My wife and I just purchased a Gallon of light brown paint, but as we put it on the wall it has some what of a Peach color to it...not to appealing. We purchased the paint at Lowes...is there anything we can do or say to return it for a refund? 

Has anyone had any luck returning paint?

Thanks in advance for any feedback!


----------



## Guest (Jun 14, 2008)

1) You picked the color so it's not their fault that it didn't come out the way you wanted it. At my store, no we generally wouldn't take it back though we might try to tweak it for you to get a better color. The sticker on the can probably says "custom color, not returnable) 
2) It's Lowes. Chances are they'll take it back anyway.


----------



## clasact (Oct 21, 2006)

if it was not cusotm mixed they will if it was then you have a 50/50 chance even at Lowes


----------



## slickshift (Aug 25, 2005)

Off the shelf colors, not used, re-sell-able
No problem
Custom tints...usually no
But it is Lowes...they can vary in return policies but are generally liberal so I'd give it your best shot


----------



## DUDE! (May 3, 2008)

newly opened lowes here, has sign, mixed paint not returnable, not sure about the depot, they use to sell the returned paint for $5 a gallon, not sure if they still do that, off subject somewhat, at home depot, you can cut trim board any length you want, pay for what you need, at that new lowes, you buy the whole length, no cutting, was surprised to see that, a sign of the times I guess


----------



## TTran (May 30, 2008)

Thanks for everyone's feedback. Were going to give the paint a try on a wall...just to make sure we don't like it.


----------



## Sir MixAlot (Apr 4, 2008)

I think that's a great idea. Give it a little time, it might grow on ya. You never know. :thumbup:


----------



## sirwired (Jun 22, 2007)

Just FYI, Sherwin Williams will sell you a "sample quart" for only $5. It is tons better than trying to guess how a color will look based on a little square-inch sample. Now, that $5 quart isn't actually quality paint you can use as a permanent topcoat, but for choosing colors, it is great. We have used anywhere from 2-4 sample quarts for each room in our house. If we did not have them, that would have been several hundred dollars of paint wasted, and who knows how much work.
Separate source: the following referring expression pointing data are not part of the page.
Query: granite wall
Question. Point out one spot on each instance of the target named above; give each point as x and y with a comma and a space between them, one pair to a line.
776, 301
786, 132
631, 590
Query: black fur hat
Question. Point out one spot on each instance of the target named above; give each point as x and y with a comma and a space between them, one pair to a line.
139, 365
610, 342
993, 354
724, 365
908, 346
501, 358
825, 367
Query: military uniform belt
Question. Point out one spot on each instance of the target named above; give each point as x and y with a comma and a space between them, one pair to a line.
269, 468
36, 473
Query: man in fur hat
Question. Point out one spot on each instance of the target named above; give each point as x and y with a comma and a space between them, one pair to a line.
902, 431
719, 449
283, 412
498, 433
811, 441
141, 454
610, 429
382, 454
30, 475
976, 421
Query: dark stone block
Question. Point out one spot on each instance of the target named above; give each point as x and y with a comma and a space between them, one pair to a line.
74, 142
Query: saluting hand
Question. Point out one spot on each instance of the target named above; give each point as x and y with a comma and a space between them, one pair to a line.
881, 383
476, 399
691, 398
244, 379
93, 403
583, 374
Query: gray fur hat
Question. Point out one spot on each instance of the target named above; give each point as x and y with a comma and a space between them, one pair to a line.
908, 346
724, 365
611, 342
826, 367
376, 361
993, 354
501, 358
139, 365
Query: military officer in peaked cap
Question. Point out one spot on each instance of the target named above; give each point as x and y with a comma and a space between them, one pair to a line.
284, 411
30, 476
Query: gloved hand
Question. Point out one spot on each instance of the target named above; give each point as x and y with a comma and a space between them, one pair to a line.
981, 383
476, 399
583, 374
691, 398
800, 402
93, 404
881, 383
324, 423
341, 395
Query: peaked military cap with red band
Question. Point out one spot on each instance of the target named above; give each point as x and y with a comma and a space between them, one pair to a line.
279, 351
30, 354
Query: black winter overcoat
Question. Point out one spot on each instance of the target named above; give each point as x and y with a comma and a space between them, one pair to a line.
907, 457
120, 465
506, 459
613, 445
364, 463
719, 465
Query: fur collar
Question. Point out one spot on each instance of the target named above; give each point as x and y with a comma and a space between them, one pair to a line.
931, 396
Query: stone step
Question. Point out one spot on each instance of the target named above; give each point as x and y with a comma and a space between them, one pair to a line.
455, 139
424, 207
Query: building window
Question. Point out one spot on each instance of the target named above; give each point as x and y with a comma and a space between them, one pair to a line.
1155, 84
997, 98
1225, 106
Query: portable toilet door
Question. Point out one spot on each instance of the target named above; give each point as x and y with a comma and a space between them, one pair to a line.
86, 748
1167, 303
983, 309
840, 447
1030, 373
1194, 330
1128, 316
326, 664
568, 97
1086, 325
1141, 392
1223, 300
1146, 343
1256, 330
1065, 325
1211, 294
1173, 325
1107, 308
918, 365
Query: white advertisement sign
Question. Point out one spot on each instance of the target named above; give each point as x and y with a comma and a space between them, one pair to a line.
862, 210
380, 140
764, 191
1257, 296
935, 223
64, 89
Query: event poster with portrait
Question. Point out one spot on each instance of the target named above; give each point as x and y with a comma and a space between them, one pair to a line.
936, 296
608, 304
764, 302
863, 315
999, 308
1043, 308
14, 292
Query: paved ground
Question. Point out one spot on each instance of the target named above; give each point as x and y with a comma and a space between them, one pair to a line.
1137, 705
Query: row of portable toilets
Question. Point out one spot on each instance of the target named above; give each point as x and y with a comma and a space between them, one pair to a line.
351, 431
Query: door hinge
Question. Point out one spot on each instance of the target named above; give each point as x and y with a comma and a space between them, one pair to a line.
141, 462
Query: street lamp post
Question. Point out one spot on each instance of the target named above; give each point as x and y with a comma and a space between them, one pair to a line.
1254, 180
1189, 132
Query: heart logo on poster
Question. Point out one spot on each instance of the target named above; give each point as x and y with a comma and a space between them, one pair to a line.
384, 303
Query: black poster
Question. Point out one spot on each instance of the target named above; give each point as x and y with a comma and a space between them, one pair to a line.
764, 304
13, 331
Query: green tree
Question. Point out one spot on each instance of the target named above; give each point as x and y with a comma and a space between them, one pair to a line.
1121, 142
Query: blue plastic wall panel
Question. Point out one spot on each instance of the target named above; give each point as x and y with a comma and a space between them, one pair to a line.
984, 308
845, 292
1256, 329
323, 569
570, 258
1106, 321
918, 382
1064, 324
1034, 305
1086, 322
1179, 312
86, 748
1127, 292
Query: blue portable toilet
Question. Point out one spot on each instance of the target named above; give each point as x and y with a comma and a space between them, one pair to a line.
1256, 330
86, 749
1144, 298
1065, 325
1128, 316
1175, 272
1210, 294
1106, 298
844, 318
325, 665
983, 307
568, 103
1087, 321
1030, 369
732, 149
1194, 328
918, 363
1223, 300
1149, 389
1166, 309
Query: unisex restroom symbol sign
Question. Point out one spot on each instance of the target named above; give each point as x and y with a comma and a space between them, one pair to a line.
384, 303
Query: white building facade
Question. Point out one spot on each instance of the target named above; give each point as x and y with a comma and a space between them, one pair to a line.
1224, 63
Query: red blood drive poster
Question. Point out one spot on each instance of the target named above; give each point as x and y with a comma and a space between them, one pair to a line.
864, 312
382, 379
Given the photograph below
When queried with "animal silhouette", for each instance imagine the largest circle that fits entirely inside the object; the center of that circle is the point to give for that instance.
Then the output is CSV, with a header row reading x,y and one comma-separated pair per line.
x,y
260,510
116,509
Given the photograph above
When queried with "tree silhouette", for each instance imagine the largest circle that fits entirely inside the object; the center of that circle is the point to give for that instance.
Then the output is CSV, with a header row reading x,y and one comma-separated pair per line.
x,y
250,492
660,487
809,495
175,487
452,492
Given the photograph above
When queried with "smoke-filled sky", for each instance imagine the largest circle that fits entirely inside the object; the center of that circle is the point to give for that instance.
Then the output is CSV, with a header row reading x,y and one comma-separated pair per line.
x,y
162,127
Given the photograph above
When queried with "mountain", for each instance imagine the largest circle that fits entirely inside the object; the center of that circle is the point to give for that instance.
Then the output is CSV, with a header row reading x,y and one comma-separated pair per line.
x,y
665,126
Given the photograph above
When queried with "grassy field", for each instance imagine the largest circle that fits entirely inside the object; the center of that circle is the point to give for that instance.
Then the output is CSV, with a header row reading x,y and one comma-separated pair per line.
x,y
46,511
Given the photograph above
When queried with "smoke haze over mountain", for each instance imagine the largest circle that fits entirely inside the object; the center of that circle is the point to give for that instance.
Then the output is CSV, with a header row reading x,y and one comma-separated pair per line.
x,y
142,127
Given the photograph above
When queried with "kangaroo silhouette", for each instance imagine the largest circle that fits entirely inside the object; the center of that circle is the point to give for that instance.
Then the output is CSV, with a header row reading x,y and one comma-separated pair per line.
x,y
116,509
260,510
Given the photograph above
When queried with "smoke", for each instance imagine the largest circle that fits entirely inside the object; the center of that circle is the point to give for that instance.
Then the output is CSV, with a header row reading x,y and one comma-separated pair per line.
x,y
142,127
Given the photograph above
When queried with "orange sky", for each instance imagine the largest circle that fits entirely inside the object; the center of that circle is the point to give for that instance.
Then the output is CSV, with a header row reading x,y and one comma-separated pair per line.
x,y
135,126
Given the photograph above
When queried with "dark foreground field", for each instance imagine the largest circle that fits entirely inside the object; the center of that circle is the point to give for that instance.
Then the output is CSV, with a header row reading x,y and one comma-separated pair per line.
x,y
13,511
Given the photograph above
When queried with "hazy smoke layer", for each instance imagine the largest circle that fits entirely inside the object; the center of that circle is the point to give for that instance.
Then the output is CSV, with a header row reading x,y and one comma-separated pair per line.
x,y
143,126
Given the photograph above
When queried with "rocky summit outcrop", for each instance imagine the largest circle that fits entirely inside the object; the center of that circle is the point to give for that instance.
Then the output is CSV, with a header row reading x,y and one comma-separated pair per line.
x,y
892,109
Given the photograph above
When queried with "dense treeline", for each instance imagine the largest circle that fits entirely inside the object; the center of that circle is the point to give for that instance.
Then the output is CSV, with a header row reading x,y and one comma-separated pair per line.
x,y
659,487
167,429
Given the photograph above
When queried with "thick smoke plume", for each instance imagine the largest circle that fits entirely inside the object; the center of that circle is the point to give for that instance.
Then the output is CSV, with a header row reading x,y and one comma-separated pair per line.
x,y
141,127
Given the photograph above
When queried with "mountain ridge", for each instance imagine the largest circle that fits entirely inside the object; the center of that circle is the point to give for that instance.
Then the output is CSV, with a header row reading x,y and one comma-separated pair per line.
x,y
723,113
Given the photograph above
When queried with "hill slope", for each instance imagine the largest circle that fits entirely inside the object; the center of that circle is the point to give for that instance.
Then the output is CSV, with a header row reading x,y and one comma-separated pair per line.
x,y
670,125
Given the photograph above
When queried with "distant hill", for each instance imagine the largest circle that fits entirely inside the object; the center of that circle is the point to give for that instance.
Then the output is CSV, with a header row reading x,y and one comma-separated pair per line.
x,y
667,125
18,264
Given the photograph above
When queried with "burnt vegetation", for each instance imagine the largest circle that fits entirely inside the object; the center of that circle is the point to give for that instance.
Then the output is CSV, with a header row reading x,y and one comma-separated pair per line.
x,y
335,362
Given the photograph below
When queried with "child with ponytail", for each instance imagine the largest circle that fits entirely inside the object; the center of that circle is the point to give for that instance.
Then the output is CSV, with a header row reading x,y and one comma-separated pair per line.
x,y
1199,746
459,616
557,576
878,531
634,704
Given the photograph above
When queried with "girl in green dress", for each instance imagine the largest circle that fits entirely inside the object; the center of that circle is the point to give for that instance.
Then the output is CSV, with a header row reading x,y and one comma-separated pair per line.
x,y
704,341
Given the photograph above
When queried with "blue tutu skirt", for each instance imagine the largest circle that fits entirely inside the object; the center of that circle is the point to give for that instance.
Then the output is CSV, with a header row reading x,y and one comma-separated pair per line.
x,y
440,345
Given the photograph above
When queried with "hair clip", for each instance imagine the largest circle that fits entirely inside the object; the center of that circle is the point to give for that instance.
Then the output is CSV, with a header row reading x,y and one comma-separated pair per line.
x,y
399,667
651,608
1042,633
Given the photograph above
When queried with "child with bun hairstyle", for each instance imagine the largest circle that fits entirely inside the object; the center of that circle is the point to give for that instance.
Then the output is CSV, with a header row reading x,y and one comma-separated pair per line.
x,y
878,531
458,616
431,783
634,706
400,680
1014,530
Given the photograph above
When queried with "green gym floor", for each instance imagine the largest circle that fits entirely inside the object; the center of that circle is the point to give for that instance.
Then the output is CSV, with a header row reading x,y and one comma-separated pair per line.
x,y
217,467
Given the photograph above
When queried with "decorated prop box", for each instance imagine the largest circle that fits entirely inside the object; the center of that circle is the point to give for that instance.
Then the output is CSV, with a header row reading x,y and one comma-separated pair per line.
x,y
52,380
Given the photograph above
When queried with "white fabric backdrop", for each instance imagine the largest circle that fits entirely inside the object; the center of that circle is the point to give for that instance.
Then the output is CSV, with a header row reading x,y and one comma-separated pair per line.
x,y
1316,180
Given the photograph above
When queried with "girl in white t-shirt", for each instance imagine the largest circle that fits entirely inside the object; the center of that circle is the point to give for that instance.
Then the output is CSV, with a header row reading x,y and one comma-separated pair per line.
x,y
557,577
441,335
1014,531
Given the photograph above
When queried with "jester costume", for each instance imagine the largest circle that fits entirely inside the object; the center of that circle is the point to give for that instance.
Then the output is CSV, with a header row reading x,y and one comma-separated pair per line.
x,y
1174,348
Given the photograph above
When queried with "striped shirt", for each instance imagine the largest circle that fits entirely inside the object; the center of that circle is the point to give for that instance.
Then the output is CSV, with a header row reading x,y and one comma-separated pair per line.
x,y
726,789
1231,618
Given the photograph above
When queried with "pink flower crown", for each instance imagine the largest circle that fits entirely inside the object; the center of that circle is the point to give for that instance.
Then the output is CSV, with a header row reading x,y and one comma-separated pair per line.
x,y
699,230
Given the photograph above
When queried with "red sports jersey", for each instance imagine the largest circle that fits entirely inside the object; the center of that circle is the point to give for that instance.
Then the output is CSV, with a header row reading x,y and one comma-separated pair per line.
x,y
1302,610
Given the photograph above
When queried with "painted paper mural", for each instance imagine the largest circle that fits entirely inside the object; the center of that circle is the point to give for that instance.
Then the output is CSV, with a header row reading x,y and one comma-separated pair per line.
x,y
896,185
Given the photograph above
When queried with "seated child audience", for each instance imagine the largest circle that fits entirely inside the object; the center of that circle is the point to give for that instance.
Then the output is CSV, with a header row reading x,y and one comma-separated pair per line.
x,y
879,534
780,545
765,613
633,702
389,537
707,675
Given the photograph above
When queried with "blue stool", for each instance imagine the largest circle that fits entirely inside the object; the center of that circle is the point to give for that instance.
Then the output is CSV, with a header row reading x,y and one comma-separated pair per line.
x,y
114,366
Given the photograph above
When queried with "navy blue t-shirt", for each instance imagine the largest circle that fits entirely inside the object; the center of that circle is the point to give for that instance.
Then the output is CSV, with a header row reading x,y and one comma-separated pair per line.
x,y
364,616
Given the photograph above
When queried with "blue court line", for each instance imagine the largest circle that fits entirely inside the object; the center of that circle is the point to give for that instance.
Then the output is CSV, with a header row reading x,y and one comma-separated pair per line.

In any case, the paint you will get at a paint store is tons better than the price-sensitive stuff Lowes sells. It doesn't really matter which paint store; I prefer Sherwin, others here like Benjamin Moore, California, Porter, etc. Just go to an actual paint store, and buy paint at or near the top of their lines. (For Sherwin, this would be Duration or SuperPaint, for Ben Moore, Aura or Regal. All paint stores sell much cheaper paint meant for contractors doing specific painting jobs... those are NOT paints you want to use.)

As a side note, they will also sell you a "color fan" for $10, which means no more picking individual strips up at the store.

SirWired


----------



## slickshift (Aug 25, 2005)

sirwired said:


> Just FYI, Sherwin Williams will sell you a "sample quart" for only $5.


Ben Moore also has a few hundred colors in sample sizes
Also Cabotsand Sikkens for exteriors
The samples certainly can be helpful


----------